I want to use Latent Dirichlet Allocation for a project and I am using Python with the gensim library. After finding the topics I would like to cluster the documents using an algorithm such as k-means(Ideally I would like to use a good one for overlapping clusters so any recommendation is welcomed). I managed to get the topics but they are in the form of:

0.041*Minister + 0.041*Key + 0.041*moments + 0.041*controversial + 0.041*Prime

In order to apply a clustering algorithm, and correct me if I'm wrong, I believe I should find a way to represent each word as a number using either tfidf or word2vec.

Do you have any ideas of how I could "strip" the textual information from e.g. a list, in order to do so and then place them back in order to make the appropriate multiplication?

For instance the way I see it if the word Minister has a tfidf weight of 0.042 and so on for any other word within the same topic I should be to compute something like:

0.041*0.42 + ... + 0.041*tfidf(Prime) and get a result that will be later on used in order to cluster the results.

Thank you for your time.

Swan87
  • 221
  • 1
  • 2
  • 4

3 Answers3

5

Assuming that LDA produced a list of topics and put a score against each topic for each document, you could represent the document and it's scores as a vector:

Document | Prime | Minister | Controversial | TopicN | ...
   1       0.041    0.042      0.041          ...
   2       0.052    0.011      0.042          ...

To get the scores for each document, you can run the document. as a bag of words, through a trained LDA model.

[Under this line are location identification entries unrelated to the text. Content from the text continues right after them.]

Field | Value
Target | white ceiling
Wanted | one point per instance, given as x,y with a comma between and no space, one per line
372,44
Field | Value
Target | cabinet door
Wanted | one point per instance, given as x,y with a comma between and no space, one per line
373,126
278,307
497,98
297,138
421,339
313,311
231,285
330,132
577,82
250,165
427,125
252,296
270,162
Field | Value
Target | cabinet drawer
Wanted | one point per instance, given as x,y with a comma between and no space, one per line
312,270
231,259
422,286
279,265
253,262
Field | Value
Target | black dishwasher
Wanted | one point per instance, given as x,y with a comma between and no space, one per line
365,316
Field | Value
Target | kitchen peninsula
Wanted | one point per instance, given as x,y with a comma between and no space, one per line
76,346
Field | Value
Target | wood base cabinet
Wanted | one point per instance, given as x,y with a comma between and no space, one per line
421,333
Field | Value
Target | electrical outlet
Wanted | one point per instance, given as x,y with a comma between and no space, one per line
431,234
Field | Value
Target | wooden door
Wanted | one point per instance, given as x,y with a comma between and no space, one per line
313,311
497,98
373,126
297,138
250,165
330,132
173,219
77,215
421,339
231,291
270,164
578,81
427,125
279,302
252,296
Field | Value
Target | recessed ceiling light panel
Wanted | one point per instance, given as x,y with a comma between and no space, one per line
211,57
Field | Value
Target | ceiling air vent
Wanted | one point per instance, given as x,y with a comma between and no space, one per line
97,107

From the gensim documentation:

>>> lda = LdaModel(corpus, num_topics=100)  # train model
>>> print(lda[doc_bow]) # get topic probability distribution for a document

Then, you could run the k-means on this matrix and it should group documents that are similar together. K-means by default is a hard clustering algorithm implying that it classifies each document into one cluster. You could use soft clustering mechanisms that will give you a probability score that a document fits within a cluster - this is called fuzzy k-means. https://gist.github.com/mblondel/1451300 is a Python gist showing how you can do it with scikit learn.

ps: I cant post more than 2 links

Ash
  • 181
  • 1
  • 5
1

Complementary to the previous answer you should better not just run kmeans directly on the compositional data derived from the lda topic-doc distribution, instead use some compositional data transformation to project them to the euclidean space like ilr or clr.

(Example)

Stephen Rauch
  • 1,831
  • 11
  • 23
  • 34
0

Another approach would be to use the document-topic matrix that you obtained by training the LDA model in order to extract the topic with the maximum probability and let that topic be your label.

This will give a result that is somewhat interpretable to the degree your topics are.